E’ una ricerca di cui resta traccia anche in diversi e diffusissimi cognomi italiani: Esposito, Diotallevi, Dalla Dea, Dioguardi, etc. Sono i venuti al mondo nelle condizioni più diverse, in pace e in guerra, e non da ieri. Ma una volta venuti al mondo, resta da augurar loro di incontrare… san Giuseppe, del quale Agostino scrive che «merita l’appellativo di vero padre non per modo di dire, in quanto esercita vera paternità "per mezzo della mente, non della carne".» (4)
Il Natale che si avvicina non ci sarebbe senza di lui.
NOTE
1. G.B. Contri, Father & Son, Think! 31 maggio - 1 giugno 2008. Lo stesso tema è trattato da Contri anche in Cartolina di Natale 2004. Che cosa vedono l’asino e il bue? (dicembre 2004): http://www.societaamicidelpensiero.com/it/portale/ricerca.htm?pg=65&pp=65
2. Ovidio, Metamorfosi, III. Narciso è figlio del dio fluviale Cefiso e della ninfa Liriope.

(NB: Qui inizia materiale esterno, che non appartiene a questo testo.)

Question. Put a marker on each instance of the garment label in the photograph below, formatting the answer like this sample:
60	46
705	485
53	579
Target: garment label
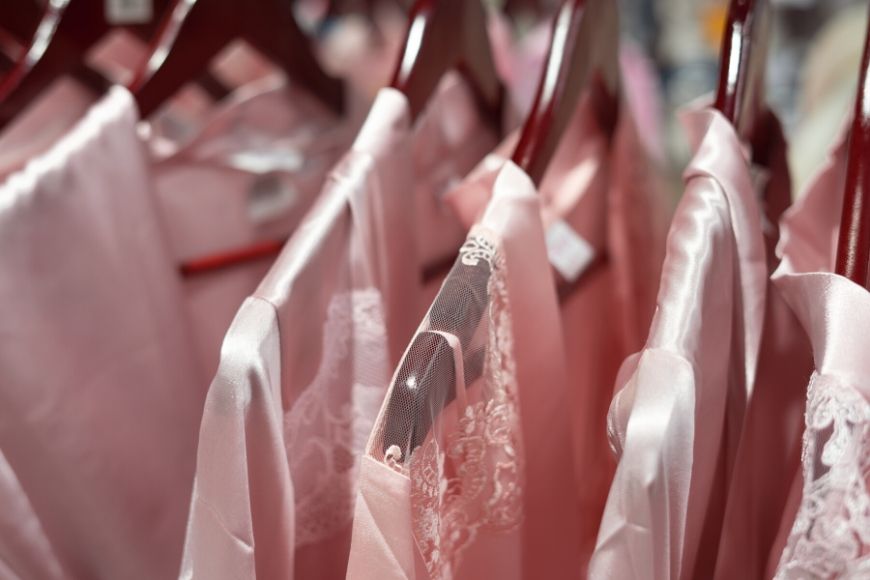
271	197
569	253
129	11
263	160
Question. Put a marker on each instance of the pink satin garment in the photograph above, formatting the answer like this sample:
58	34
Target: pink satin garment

Per un approfondimento, rinvio all’ottimo volume di Robert Graves I miti greci, Longanesi 2006, pagg. 259-261.
3. Paola Camassa, «Ero diversa. L’autonomia come teoria sessuale infantile», relazione presentata al Colloquio Metamorfosi della pulsione, promosso a Venezia dal Centro Veneto di psicoanalisi, 30 novembre - 2 dicembre 2012.
4. Agostino (De nuptiis et concupiscentia, 1, 11.12), citato in: Pietro R. Cavalleri, Elogio di Giuseppe. Ovvero l’adozione del padre. In: Child. Il bambino i suoi amici i suoi nemici, n. 1, 1999. Sic Edizioni, Milano 1999, pagg. 15-16. Nello stesso articolo leggiamo: «La vicenda di Giuseppe comporta quindi un rovesciamento nel pensiero del rapporto padre-figlio: paternità non è trattare i figli adottivi come figli biologici, ma, al contrario, trattare i figli biologici come adottivi».